Purpose
The purpose of this lab was to perform two different, commonly used protocols and compare them. The two protocols were called the Chelex and the Power Soil. Due to the time it takes to perform each protocol, each group at each table performed one of the protocols. These new protocols were performed due to the gel electrophoresis not producing any results of DNA. Although there were no results, we are certain that DNA was available due to the nano drop performed in class by Dr. Adar.

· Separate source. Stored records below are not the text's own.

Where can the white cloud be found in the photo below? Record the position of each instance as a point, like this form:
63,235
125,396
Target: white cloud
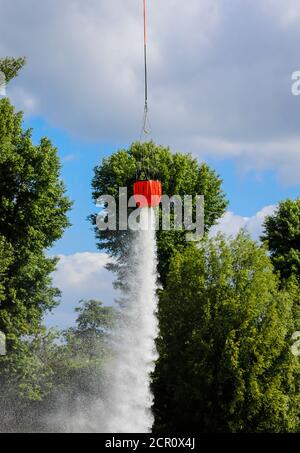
219,75
230,224
84,276
80,276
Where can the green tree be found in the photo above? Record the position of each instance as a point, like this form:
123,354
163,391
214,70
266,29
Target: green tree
180,174
33,212
11,67
225,360
282,234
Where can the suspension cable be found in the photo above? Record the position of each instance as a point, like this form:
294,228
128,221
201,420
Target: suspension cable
146,125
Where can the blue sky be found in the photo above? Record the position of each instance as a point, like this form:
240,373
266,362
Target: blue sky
219,85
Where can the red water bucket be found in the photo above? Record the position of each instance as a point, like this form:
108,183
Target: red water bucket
151,190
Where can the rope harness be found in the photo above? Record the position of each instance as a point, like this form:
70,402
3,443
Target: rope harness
146,125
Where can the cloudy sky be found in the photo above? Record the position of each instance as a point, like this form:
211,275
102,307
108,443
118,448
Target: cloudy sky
220,76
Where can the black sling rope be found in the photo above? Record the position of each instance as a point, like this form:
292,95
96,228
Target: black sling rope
145,129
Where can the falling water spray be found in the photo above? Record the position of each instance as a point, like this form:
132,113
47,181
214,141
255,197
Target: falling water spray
130,398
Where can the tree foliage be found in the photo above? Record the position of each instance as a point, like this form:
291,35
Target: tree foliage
11,66
225,361
33,212
179,173
282,234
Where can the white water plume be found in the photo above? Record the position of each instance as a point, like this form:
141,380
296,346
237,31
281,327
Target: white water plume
125,405
130,398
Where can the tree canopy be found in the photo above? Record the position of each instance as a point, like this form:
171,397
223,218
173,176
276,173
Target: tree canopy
11,67
282,234
179,173
225,362
33,215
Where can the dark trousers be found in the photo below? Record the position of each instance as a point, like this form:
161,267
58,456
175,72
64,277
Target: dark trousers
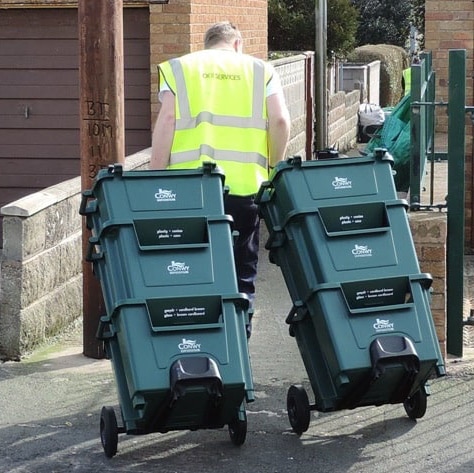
244,212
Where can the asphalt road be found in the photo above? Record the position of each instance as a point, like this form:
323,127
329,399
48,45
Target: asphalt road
50,406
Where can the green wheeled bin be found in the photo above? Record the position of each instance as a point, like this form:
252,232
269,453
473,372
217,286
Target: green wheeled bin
174,326
361,308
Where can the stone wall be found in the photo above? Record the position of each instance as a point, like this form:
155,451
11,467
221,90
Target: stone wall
449,24
41,265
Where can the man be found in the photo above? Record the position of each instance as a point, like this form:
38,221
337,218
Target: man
221,105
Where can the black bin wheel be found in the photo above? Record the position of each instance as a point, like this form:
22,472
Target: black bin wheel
415,406
299,411
238,431
109,431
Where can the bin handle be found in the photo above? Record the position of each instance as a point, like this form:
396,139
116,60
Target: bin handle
91,255
297,313
105,330
83,210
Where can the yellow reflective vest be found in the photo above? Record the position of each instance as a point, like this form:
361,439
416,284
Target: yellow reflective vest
407,80
221,115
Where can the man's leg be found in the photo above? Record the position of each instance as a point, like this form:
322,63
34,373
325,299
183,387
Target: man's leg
244,212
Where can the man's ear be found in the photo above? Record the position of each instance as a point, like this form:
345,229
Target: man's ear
238,45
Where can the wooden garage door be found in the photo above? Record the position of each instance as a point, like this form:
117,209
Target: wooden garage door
39,90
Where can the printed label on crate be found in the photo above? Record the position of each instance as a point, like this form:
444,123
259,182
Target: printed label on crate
171,231
169,234
346,218
377,293
351,219
372,294
383,325
179,311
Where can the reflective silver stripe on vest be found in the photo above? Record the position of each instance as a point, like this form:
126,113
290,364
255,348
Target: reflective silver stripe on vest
221,120
219,155
187,121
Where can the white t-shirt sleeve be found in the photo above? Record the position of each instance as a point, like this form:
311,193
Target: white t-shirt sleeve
274,85
163,88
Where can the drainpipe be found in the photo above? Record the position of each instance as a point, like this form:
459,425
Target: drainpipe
320,75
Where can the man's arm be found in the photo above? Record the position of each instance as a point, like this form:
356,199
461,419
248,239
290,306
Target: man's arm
163,133
279,124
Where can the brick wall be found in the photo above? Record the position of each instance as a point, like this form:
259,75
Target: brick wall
343,119
450,25
178,28
429,231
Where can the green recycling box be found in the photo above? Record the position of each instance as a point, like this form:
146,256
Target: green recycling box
348,231
368,342
175,323
119,195
361,315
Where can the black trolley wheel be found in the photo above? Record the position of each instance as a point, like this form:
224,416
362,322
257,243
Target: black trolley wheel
109,431
415,405
238,431
298,408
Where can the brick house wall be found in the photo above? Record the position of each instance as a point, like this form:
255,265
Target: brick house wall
449,24
178,28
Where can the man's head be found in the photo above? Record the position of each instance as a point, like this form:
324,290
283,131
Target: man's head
223,34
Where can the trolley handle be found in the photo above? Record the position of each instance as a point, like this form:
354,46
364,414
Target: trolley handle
297,313
263,194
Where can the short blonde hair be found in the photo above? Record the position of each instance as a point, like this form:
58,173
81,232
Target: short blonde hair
223,31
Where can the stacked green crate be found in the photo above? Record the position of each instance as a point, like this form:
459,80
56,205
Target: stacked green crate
342,240
175,321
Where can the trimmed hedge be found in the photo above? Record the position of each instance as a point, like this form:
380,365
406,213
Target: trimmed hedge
393,59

It is still uncertain what could have gone wrong to have this negative outcome.

Procedure

Chelex Protocol
• Transfer 300-500 uL dense ciliate culture to a microcentrifuge tube.
• Label the tube and centrifuge it at 6000 x g for 5minutes, and then discard the supernatant.
• Weigh 0.5g of Chelex and transfer 15mL to a conical tube with an addition of 10mL of D.I. water
• Add 200 uL of 5% Chelex to the belle
• Vortex for 1 minute
• Add 15 uL of proteinase K
• Incubate for 30 minutes in 56 degrees Celsius water, and boil for 8 minutes in a 100C water bath or heat block
• Vortex for 1 minute
• Centrifuge at 16,000 x g for 3 min to pellet the cellular debris and Chelex beads
• Remove the supernatant with DNA in a solution to a clean micro centrifuge tube without removing the Chelex beads
• Label the top and side of the microcentrifuge tube and identifiable marker

PowerSoil Protocl
• Add 0.3 grams of soil sample to Power Bead tubes
• Vortex for 5 seconds
• Heat C1 solution to 60C until the precipitate has dissolved
• Add 60 uL of Solution C1 and vortex briefly
• Secure the PowerBead tubes and vortex at a maximum speed for 10min
• Centrifuge the tubes at 10,000 x g for 30 seconds at room temperature
• Transfer the suprernatant to a clean 2mL collection tube
• Add 200 uL of solution C3 and vortex briefly, and then incubate 4 degrees Celsius for 5 minutes
• Centrifuge the tubes at room temperature for 1 minute at 10,000 x g
• Transfer up to 750 uL of the supernatant to a clean 2mL collection tube
• Shake Solution C4
• Add 1.2 mL of solution C4 to the supernatant
• Vortex for 5 minutes
• Load 675 uL onto a spin filter and centrifuge at 10,000 x g for 1 minute at room temperature
• Add 675 uL of supernatant to the spin filter followed by more centrifugation at 10,000 x g for 1 minute at room temperature
• Load remaining supernatant onto the spin filter and centrifuge at 10,000 x g for 1 minute at room temperature e
• Add 50 uL of Solution C5 and centrifuge at room temperature for 30 seconds at 10,000 x g
• Centrifuge at room temperature for 1 minute at 10,000 x g
• Place the filter in a clean 2mL collection tube
• Add 100 uL of solution C6 to the center of the white filter membrane
• Centrifuge at room temperature for 30 seconds at 10,000 x g
• Discard the filter
• Store the DNA in a frozen environment (-20 to -80 C)

Data and Observations

Chelex
Faster to perform compared to the Power soil protocol
DNA is protected by metal ions that stop the enzymatic activity of the nucleases

Powersoil
Produces a more pure sample of DNA making it easier for application and analysis
Beads in Power Bead tubes crush cells to release the DNA

Our group performed the Powersoil Protocol and our final tube was labeled ” 1 TCA C6″
Tube contained the final C6 solution added and stored in freezer

Conclusion and Future steps:
Both protocols took nearly the entire lab period to complete, with the power soil protocol taking a bit longer. In the next lab we will examine the results using a nano drop to observe any DNA samples. If samples are found, we will continue in the amplification process of the DNA found. This time, we will be very careful in not making any mistakes, so we do not have the same results as the Ludox protocol. If the results deem the protocols unsuccessful, we will try again using a positive and negative control.